Famous products from Hormel Foods are headed to the metaverse — and the company is looking to bring their IP along, too.
NFT stands for non-fungible token, and it is proof of ownership of a digital asset. Non-fungible means that a product is unique on its own and cannot be replaced by something else. A fungible asset would be something that you could trade for the exact same thing. For example, trading one bitcoin for another bitcoin would net you the exact same thing: one bitcoin.
Hormel Foods, an Austin, MN-based company, is joining the likes of Kraft Heinz, Conagra Brands and Coca-Cola as major food companies to make this move toward the new digital dimension.
According to July 6 filings made with the U.S. Patent and Trademark Office, the trademarks seek to cover digital products like photos and videos and “downloadable virtual goods, namely food and beverage products for use in virtual worlds.”
Well-put by the Hastings Tribune: “Mr. Peanut is headed to the metaverse.” And while it is unclear how Hormel will deploy the marks (if granted), you can bet that other restaurants, food brands or grocery stores will be seeking digital protection of their brands in the metaverse.
Read more about this story, including some legal analysis, here.
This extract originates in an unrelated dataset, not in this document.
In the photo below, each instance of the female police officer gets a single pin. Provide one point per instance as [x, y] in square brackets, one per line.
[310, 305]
Tarantino sued over Pulp Fiction NFT sale
In separate NFT-related news, the renowned film director Quentin Tarantino is involved in a legal spat with the movie studio that owns the copyright to his 1994 hit movie, “Pulp Fiction.”
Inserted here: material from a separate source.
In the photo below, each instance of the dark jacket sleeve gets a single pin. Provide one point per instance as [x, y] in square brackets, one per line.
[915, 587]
A federal judge in Los Angeles heard an oral argument in Miramax LLC v. Tarantino et al. on July 21. The movie studio, Miramax, filed suit against Tarantino prior to the director’s sale of a “Pulp Fiction” NFT worth than $1 million. The company alleges that the NFT references the movie that the studio made using Tarantino’s handwritten screenplay.
The director had a licensing deal with the studio that gave him rights to market the script but nothing else from the movie.
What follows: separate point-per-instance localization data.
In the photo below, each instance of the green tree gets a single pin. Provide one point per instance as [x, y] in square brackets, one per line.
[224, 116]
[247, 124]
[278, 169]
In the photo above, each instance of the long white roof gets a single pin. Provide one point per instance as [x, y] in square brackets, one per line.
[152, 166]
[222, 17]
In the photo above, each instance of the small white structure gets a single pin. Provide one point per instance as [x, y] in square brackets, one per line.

Tarantino’s lawyers argue that the NFTs represent “specific digital content” that he had a right to license, namely “screenplay scans” of his script. They will argue that the NFT does not belong to the studio — even though they own the copyright to “Pulp Fiction.”
Miramax’s lawyers argue that none of the terms of the 1993 licensing agreement “would have been understood in 1993 to include digital collectibles depicting visual images of parts of an earlier draft screenplay.”